Navy fires skipper of Hawaii-based destroyer USS Hopper over morale problems
FORT SHAFTER, Hawaii — The Navy relieved the first woman to command the guided-missile destroyer USS Hopper on Tuesday “due to a loss of confidence in her leadership,” the service said Wednesday.
Cmdr. Kathryn Dawley had commanded the Pearl Harbor-based ship since April 2020.
The deputy commander of Destroyer Squadron 31, Capt. Don Rauch, has been placed in temporary command of the Hopper until a permanent leader is chosen, the Navy said.
Dawley’s removal stemmed from morale problems among the crew, not from any issues of misconduct, a Navy spokesperson, who did not wish to be identified, told Stars and Stripes by telephone on Wednesday.

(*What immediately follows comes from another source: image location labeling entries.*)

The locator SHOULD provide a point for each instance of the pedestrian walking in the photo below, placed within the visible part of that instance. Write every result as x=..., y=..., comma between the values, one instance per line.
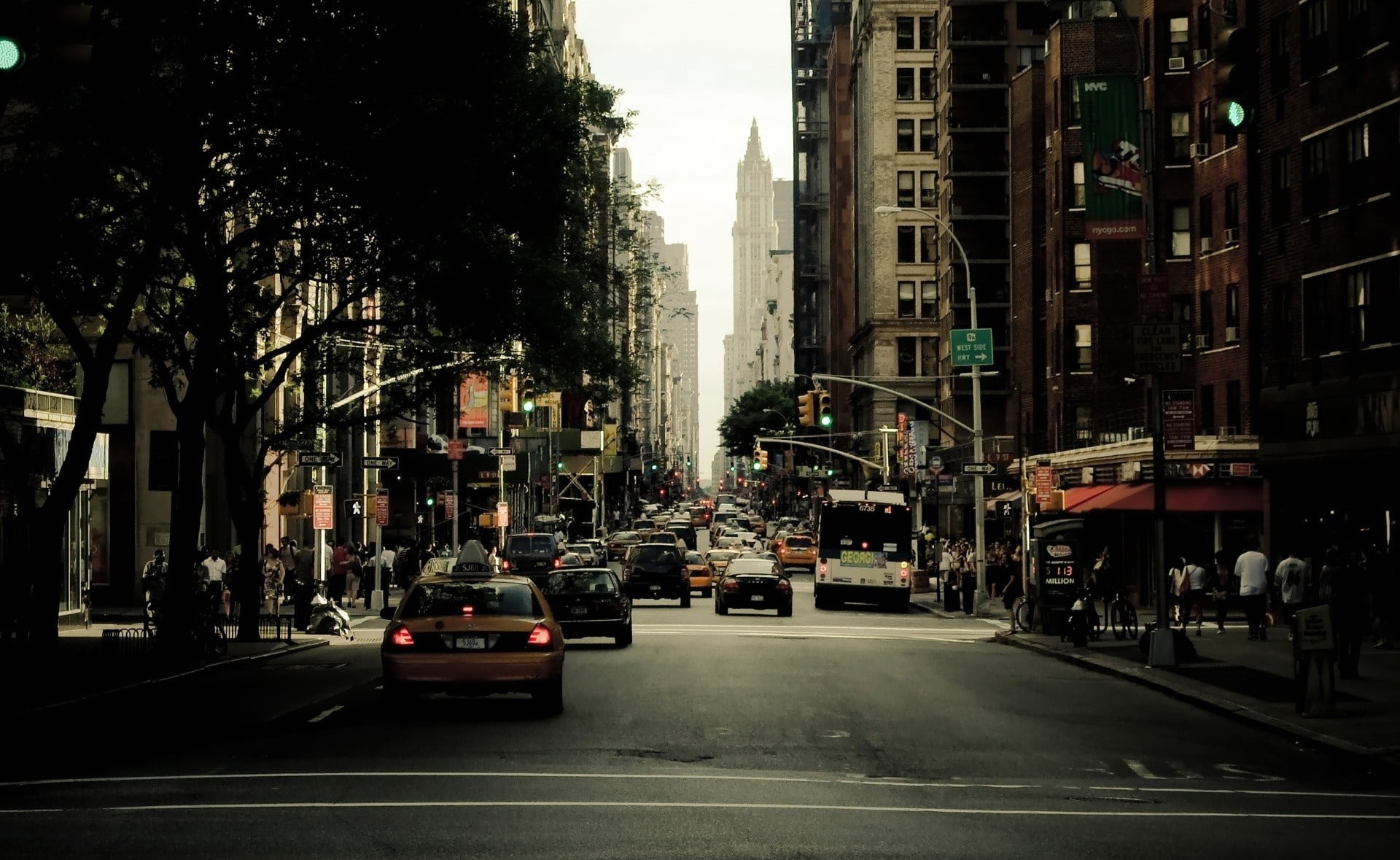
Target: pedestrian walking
x=1252, y=572
x=1291, y=578
x=273, y=573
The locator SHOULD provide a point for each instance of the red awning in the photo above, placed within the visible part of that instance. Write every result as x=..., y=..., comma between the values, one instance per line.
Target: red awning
x=1205, y=497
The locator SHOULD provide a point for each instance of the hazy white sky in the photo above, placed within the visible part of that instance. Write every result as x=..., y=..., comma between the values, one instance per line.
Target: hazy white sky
x=698, y=73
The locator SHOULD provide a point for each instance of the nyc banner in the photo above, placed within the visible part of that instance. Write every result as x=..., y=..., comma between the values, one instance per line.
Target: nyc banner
x=1112, y=158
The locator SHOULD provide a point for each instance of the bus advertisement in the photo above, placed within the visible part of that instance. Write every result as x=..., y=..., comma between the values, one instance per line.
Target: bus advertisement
x=866, y=549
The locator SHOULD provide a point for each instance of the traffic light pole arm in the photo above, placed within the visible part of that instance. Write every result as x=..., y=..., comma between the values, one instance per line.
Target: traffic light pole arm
x=898, y=394
x=790, y=441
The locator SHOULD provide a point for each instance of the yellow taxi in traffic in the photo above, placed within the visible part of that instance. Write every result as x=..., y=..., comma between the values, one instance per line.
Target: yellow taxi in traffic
x=472, y=632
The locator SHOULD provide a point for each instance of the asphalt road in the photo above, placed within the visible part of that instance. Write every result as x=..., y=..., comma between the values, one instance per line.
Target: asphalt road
x=856, y=733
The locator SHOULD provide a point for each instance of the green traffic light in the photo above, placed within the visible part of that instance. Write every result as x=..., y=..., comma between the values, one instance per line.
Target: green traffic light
x=12, y=56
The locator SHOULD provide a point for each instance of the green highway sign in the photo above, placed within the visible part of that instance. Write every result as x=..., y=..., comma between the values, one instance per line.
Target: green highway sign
x=972, y=348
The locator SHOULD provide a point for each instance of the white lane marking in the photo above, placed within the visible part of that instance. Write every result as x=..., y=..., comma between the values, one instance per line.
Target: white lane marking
x=656, y=805
x=1138, y=768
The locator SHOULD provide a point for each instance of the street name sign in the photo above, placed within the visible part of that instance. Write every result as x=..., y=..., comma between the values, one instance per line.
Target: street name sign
x=972, y=348
x=318, y=458
x=1156, y=348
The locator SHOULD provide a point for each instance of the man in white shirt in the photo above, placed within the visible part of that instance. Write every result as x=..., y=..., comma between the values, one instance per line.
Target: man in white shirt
x=1252, y=569
x=1293, y=583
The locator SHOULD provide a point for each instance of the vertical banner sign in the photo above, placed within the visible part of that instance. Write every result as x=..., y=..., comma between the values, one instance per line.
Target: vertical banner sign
x=1179, y=419
x=473, y=395
x=1112, y=158
x=324, y=508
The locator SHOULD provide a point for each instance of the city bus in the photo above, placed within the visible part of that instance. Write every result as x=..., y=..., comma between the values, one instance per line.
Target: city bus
x=866, y=549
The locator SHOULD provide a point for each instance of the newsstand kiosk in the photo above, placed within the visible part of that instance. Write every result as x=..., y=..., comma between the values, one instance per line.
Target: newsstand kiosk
x=1059, y=555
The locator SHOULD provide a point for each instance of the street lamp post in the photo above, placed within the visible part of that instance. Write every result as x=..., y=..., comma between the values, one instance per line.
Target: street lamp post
x=979, y=488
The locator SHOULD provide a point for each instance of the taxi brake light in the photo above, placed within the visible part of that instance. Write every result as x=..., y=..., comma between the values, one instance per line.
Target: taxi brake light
x=540, y=638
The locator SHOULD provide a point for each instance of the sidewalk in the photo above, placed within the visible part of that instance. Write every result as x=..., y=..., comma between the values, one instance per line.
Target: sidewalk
x=1248, y=681
x=79, y=670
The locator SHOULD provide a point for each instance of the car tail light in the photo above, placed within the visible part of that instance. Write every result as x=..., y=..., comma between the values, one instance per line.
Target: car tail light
x=540, y=638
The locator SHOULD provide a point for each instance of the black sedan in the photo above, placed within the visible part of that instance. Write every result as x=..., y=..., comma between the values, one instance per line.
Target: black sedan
x=753, y=584
x=588, y=601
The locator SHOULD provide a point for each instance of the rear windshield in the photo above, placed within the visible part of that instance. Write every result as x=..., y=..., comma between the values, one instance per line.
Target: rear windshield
x=438, y=600
x=656, y=552
x=524, y=543
x=580, y=583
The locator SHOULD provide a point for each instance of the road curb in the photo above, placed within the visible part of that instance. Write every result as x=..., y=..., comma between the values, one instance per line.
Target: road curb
x=293, y=649
x=1383, y=756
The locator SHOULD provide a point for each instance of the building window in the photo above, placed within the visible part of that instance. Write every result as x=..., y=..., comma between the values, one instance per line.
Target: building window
x=903, y=135
x=906, y=243
x=1083, y=357
x=1083, y=266
x=1208, y=319
x=928, y=244
x=903, y=34
x=928, y=190
x=1232, y=209
x=1358, y=298
x=906, y=300
x=928, y=83
x=905, y=188
x=1181, y=136
x=1178, y=38
x=905, y=83
x=1181, y=230
x=1313, y=16
x=928, y=356
x=1315, y=175
x=928, y=33
x=908, y=357
x=1281, y=190
x=928, y=298
x=928, y=135
x=1278, y=56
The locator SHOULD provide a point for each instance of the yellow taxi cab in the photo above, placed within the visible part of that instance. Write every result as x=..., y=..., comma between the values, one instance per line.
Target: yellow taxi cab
x=699, y=573
x=798, y=551
x=472, y=632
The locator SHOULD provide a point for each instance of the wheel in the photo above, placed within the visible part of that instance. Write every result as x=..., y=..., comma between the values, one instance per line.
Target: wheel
x=549, y=698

The Hopper is named after Rear Adm. Grace Hopper, who enlisted in the Navy Reserves during World War II and had a long, notable career as a computer scientist.
Dawley was the first woman to command the Hopper, which was commissioned in 1997.
During the ceremony in which she took command in April 2020, Dawley said she regarded Grace Hopper as a role model who “embodied the qualities of a naval officer that I strive to be,” according to Navy news release at that time.
“Hopper has been my dream since I commissioned,” Dawley said of commanding the ship.
The ship is nearing completion of a three-year modernization at Pearl Harbor and is now preparing for sea trials.
This is the second time in three years that a Hopper skipper has been removed from command. Cmdr. Jeffrey Tamulevich was fired in May 2018 following allegations that he fraternized with a junior sailor.